1. Charleston, Charleston County.—Numerous fragmentary remains of Odocoileus have been found in the region about Charleston. F. S. Holmes, as early as 1859 (Proc. Acad. Nat. Sci., Phila., 1859, p. 177), announced the discovery of remains of deer in the vicinity of Charleston. Leidy (Holmes’s Post-Pliocene Foss. South Carolina, p. 109, plate XX, figs. 1–4) stated that the collections of Professor Holmes and Captain Bowman contained fragments of antlers, portions of jaws, and teeth which had been found in the Post-Pliocene beds of Ashley River. Leidy concluded these remains did not differ from the corresponding parts of the existing white-tailed deer (O. virginianus). Many fragments of antlers belong in the Scanlan collection at Yale University. They are thoroughly fossilized and are hard and heavy.

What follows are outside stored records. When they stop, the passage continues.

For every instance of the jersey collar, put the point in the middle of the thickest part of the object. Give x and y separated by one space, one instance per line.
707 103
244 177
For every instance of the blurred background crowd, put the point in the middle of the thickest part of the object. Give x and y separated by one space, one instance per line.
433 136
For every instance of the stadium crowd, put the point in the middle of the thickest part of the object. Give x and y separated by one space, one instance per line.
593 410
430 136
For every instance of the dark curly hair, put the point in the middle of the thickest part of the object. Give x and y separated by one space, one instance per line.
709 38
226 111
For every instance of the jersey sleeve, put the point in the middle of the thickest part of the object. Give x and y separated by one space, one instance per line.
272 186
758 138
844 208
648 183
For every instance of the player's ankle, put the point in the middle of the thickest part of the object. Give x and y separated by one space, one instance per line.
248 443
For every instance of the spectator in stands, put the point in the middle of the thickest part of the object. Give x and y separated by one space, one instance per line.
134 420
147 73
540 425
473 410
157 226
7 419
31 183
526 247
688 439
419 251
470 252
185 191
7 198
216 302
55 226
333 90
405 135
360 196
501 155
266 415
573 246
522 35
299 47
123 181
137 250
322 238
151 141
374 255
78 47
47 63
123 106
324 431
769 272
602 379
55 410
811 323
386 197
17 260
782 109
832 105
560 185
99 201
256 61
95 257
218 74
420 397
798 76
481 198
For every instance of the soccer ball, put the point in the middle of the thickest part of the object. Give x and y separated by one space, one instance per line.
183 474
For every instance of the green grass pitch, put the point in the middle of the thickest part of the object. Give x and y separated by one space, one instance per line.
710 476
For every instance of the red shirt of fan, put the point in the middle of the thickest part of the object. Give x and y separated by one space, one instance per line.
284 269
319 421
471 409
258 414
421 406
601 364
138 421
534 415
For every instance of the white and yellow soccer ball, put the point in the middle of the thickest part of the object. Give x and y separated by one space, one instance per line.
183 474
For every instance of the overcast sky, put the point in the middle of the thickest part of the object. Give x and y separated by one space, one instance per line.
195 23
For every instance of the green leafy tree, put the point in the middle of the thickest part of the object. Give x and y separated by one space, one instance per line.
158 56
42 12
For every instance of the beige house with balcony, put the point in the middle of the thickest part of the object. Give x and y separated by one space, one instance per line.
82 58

In the Charleston Museum (No. 1047) is an anterior cannon-bone of a deer, but no definite locality is recorded. It is black and apparently phosphatized, as are the numerous fragments of antlers found in the private collections at Charleston. The cannon-bone mentioned is 188 mm. long.

While the materials so far discovered do not enable us to distinguish the deer remains found about Charleston from Odocoileus virginianus, it is not improbable that they belonged in reality to another species, some perhaps to the Floridan Pleistocene species O. sellardsiæ.

Antlers of the white-tailed or Virginia deer are common in the collections about Charleston. In the Scanlan collection are bases of antlers of adult bucks and two simple spikes of young deer. One base is different from the others in being much flattened in one border, probably the one on which the first tine arose. It is possible that it represents a distinct species.

2. Darlington, Darlington County.—In 1848, Tuomey (Rep. Geol. South Carolina, pp. 177–180) stated that on the land of a Rev. Mr. Campbell, somewhere in the vicinity of Darlington, he had found fragments of the horns of a deer. He regarded the beds as belonging to the Pliocene. In the neighborhood, in a similar deposit, had been found molars of Mastodon maximus (=Mammut americanum). Both species may belong to the early Pleistocene.